Verhängnisvolle Lügen an der Côte d'Azur. Der neunte Fall für Kommissar Duval
Kritik
Kaum hat man die ersten Seiten von „Verhängnisvolle Lügen an der Côte d'Azur“ aufgeschlagen, spürt man sofort diese Mischung aus Spannung und Melancholie, die diesem neunten Duval-Fall seinen besonderen Charakter verleiht. Da ist nicht nur ein Mord, sondern auch ein Schatten, der jahrzehntelang auf einem Unglück lastet – die Staudamm-Katastrophe von Malpasset. Das ist kein klassischer Krimi à la „Mörder hier!“ – hier geht es um komplexe Verstrickungen, düstere Geheimnisse und die feinen Risse im glanzvollen Bild der Côte d’Azur.
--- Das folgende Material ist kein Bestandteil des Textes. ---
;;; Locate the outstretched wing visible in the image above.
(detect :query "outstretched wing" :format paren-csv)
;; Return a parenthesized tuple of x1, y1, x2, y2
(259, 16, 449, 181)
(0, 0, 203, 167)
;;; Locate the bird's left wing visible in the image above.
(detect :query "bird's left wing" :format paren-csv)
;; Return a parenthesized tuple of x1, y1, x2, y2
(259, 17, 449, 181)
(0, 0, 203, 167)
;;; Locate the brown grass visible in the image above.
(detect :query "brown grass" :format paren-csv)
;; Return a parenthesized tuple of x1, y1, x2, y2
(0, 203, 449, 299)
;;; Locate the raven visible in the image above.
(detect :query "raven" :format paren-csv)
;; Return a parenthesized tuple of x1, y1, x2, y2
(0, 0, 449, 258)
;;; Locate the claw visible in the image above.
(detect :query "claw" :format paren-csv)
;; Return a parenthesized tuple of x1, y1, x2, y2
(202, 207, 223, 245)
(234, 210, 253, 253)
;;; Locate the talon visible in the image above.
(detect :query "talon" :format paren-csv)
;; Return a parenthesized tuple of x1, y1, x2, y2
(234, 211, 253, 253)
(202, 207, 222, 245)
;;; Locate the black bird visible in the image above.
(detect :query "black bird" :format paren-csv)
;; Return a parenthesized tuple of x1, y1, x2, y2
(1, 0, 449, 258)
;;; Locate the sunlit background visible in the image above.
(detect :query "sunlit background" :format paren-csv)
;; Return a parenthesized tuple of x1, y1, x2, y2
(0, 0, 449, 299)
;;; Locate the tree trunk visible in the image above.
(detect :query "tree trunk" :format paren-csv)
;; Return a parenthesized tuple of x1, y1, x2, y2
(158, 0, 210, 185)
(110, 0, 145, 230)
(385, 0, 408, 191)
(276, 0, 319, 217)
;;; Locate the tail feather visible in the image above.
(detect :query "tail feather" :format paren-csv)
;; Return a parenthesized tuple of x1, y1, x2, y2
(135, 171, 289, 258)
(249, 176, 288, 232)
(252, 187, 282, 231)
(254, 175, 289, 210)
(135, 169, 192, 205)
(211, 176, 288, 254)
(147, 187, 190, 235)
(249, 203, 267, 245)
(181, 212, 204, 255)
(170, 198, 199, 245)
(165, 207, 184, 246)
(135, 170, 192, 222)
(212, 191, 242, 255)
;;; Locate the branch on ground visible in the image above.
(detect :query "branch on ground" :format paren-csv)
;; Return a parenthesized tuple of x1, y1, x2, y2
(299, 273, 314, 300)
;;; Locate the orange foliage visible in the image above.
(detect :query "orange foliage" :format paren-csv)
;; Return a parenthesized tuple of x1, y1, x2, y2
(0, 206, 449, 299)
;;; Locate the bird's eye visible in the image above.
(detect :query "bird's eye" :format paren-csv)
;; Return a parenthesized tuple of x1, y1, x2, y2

Kommissar Duval fühlt sich diesmal persönlich getroffen, denn der ermordete Richter Dussolier war nicht nur ein Kollege, sondern ein Freund aus alten Tagen. Die Beziehung der beiden bringt eine schöne emotionale Tiefe ins Spiel, die den Krimi mehr als nur ein Rätsel sein lässt. Man spürt die ganze Last, die Duval auf seinen Schultern trägt – das macht ihn sympathisch und authentisch, weit weg von der abgeklärten oder gar übermenschlichen Ermittlerfigur. Christine Cazon schreibt dabei sehr präzise, aber nie trocken. Ihr Stil ist flüssig, lebendig und schafft es, zwischen spannenden Passagen und Hintergrundinfos eine gute Balance zu halten.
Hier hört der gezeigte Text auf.